In the span of one week, IPR economist Diane Whitmore Schanzenbach had three different research studies featured at length in The Wall Street Journal, The New York Times, and The New Yorker magazine.

Consequences of Universal Access to Preschool Education

schanzenbach
Diane Whitmore Schanzenbach

The Wall Street Journal covered Schanzenbach's research on the costs and benefits of expanding access to preschool education, which she presented at the Brookings Institution on September 19, with her study co-author Elizabeth Cascio of Dartmouth. The two examined the effects of the introduction of universal preschool programs in Georgia and Oklahoma in the 1990s, finding stark differences in preschool enrollment patterns by family background. Children whose mothers have no more than a high school diploma were much more likely to be enrolled in preschool at age 4. They also find that about half of the enrollees had more-educated mothers and who would have otherwise enrolled in private preschool. This “crowd-out” could cause program costs, paid for by taxpayers, to increase as much as 19 percent overall. See the press release here.

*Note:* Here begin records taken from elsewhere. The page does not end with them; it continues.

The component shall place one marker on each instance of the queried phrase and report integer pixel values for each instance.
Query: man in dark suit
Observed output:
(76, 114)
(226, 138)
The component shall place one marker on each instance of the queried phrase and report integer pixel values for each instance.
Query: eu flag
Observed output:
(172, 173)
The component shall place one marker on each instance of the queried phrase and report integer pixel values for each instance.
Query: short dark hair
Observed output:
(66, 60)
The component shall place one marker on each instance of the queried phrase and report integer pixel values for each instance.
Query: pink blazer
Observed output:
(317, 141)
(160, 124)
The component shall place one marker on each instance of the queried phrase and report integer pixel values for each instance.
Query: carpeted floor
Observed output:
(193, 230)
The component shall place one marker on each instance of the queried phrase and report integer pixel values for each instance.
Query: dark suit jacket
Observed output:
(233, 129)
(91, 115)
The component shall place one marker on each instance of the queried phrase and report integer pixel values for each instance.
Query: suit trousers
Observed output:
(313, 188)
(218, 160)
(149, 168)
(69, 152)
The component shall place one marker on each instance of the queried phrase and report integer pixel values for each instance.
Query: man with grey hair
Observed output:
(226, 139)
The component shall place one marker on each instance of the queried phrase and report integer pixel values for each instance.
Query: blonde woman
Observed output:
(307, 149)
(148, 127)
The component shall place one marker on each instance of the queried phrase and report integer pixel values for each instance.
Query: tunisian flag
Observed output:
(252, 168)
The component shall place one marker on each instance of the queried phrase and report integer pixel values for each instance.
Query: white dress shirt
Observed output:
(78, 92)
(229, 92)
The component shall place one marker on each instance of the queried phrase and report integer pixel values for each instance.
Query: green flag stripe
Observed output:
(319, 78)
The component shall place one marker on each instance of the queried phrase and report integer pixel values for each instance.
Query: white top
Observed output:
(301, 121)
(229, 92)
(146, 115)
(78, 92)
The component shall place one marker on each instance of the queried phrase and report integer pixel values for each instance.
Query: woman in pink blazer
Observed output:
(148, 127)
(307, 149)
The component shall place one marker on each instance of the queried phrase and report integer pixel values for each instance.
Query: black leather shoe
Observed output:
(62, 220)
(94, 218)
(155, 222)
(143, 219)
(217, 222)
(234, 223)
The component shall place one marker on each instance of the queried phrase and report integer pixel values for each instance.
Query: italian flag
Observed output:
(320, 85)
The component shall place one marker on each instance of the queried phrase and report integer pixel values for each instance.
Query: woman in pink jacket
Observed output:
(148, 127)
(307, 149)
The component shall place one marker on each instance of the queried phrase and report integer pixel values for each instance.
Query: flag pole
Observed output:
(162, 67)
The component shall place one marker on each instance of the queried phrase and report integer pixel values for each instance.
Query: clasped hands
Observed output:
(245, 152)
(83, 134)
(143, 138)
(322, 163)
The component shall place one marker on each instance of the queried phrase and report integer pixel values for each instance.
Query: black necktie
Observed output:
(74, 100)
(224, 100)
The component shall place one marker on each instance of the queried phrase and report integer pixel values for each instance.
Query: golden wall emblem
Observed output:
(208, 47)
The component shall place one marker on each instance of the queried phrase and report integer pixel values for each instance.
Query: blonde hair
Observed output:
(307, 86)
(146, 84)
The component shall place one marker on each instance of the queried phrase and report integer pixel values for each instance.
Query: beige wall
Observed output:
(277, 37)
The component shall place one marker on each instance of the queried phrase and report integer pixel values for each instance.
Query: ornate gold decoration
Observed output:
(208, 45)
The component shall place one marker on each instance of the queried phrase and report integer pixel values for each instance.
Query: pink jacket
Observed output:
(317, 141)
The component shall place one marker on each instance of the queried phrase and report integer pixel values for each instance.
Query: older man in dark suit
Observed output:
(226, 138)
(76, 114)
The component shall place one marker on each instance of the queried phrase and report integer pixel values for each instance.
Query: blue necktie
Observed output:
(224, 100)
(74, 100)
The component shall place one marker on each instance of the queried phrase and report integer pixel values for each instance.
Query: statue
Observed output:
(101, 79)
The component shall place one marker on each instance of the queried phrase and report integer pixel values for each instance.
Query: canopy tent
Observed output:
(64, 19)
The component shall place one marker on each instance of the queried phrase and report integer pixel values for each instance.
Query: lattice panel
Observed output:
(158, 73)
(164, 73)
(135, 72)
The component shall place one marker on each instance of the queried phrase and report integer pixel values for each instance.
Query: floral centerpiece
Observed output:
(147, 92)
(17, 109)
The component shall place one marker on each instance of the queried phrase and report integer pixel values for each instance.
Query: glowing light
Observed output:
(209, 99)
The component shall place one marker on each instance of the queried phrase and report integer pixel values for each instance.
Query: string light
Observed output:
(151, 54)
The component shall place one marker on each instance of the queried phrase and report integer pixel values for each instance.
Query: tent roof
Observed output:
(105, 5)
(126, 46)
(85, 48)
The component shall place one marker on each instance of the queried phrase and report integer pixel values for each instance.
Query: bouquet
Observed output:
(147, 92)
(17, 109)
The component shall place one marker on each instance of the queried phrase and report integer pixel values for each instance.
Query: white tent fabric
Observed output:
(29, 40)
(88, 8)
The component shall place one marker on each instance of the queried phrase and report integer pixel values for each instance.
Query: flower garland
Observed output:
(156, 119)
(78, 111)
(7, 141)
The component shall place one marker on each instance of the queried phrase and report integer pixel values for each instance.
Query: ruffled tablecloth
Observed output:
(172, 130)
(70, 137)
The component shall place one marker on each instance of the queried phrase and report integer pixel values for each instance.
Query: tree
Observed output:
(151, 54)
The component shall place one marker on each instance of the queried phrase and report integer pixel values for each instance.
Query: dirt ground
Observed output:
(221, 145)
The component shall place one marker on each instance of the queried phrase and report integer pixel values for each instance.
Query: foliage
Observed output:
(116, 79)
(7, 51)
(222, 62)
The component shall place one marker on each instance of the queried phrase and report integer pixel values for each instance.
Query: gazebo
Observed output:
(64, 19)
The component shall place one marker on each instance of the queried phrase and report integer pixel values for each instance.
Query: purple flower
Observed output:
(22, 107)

Long-Term Effects of Food Stamps

In his New York Times column, "Free to Be Hungry," Paul Krugman cited a study co-authored by Schanzenbach on the long-term impacts of food stamps. It concluded that adults exposed to food stamps before age 5 exhibit better health as adults. These adults also were less likely to be overweight with lower rates of metabolic disorders, such as diabetes and high blood pressure. The benefits extended beyond health to work outcomes: Women who benefitted from food stamps as children were more likely to graduate from high school, earn more, and rely less on the social safety net as adults than those who did not. Read more about this study and Schanzenbach's other research on food stamps here.

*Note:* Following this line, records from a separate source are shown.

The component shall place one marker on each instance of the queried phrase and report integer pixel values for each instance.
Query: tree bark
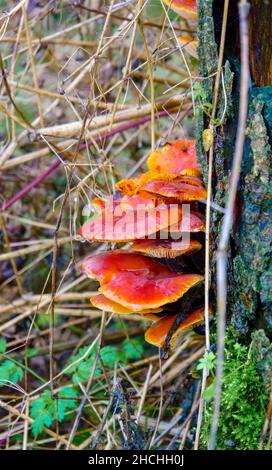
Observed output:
(250, 251)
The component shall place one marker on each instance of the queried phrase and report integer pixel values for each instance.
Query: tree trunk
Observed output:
(249, 257)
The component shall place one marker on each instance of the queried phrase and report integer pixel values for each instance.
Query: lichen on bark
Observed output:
(252, 266)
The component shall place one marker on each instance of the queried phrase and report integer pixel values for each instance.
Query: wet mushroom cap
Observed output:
(122, 225)
(176, 190)
(103, 303)
(177, 157)
(137, 282)
(148, 291)
(104, 266)
(157, 333)
(165, 248)
(185, 8)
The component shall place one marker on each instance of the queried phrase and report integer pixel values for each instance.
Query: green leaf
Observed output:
(209, 391)
(46, 409)
(208, 360)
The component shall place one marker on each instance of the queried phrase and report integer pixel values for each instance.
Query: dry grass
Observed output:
(87, 89)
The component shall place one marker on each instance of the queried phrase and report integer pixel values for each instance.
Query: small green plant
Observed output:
(243, 400)
(47, 409)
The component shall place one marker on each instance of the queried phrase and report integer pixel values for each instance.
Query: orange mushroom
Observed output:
(103, 303)
(137, 282)
(177, 157)
(157, 333)
(121, 225)
(176, 190)
(164, 248)
(185, 8)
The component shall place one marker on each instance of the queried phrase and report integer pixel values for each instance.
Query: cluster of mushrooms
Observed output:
(152, 272)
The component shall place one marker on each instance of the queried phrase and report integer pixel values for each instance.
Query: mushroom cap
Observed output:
(177, 157)
(131, 186)
(164, 248)
(141, 200)
(120, 226)
(176, 190)
(192, 222)
(190, 45)
(158, 332)
(185, 8)
(137, 282)
(103, 303)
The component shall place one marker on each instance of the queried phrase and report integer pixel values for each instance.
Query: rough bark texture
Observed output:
(249, 262)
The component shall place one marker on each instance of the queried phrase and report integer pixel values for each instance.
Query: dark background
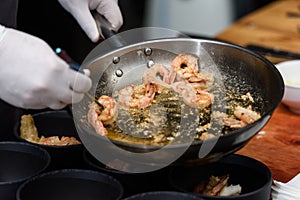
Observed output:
(49, 21)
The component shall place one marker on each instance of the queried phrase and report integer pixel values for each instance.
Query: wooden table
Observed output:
(278, 144)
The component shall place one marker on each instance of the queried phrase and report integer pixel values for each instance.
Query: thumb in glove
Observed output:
(32, 76)
(81, 11)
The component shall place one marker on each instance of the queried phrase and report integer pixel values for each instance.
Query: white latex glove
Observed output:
(81, 11)
(32, 76)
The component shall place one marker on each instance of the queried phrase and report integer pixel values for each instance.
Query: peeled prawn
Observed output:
(192, 97)
(137, 96)
(98, 116)
(185, 65)
(151, 75)
(247, 115)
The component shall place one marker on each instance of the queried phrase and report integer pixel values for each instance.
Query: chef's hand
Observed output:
(81, 11)
(32, 76)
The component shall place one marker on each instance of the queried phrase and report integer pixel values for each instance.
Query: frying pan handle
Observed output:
(73, 65)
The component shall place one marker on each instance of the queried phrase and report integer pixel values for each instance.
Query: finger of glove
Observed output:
(87, 23)
(111, 11)
(77, 97)
(79, 83)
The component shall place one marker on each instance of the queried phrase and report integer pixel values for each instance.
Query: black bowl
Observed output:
(19, 162)
(56, 123)
(254, 177)
(75, 184)
(164, 195)
(133, 183)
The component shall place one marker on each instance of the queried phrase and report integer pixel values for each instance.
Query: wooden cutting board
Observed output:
(278, 144)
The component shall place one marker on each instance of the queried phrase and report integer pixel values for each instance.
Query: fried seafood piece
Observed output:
(99, 116)
(244, 116)
(192, 97)
(247, 115)
(28, 129)
(56, 141)
(159, 75)
(217, 186)
(201, 80)
(137, 96)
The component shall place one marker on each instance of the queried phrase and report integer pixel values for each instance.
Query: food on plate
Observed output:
(217, 186)
(152, 111)
(29, 132)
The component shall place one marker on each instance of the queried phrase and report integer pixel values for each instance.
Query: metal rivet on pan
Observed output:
(150, 63)
(119, 72)
(148, 51)
(116, 59)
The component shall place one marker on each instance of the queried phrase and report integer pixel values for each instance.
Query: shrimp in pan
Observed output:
(99, 116)
(152, 75)
(137, 96)
(185, 65)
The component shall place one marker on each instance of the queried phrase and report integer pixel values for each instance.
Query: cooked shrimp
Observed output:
(151, 75)
(245, 116)
(137, 96)
(233, 123)
(192, 97)
(98, 116)
(185, 65)
(202, 80)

Why it Pays to Be the Youngest Kid in Class

A New Yorker piece on redshirting—holding a child back for an extra year before kindergarten to give them an advantage—also highlighted a study co-authored by Schanzenbach suggesting that this practice can have opposite effects in the long run. In an analysis of Tennessee’s Project STAR (a randomized four-year longitudinal class-size study), the researchers discovered that relatively more mature students didn’t have an academic edge. Instead, when they looked at their progress at the end of kindergarten, and again when they reached middle school, they were worse off in many respects. Not only did they score significantly lower on achievement tests, they were also more likely to have been kept back a year by the time they reached middle school. The less mature students, on the other hand, experienced positive effects from being in a relatively more mature environment. View the full article here.

Diane Whitmore Schanzenbach is an associate professor of human development and social policy and IPR fellow.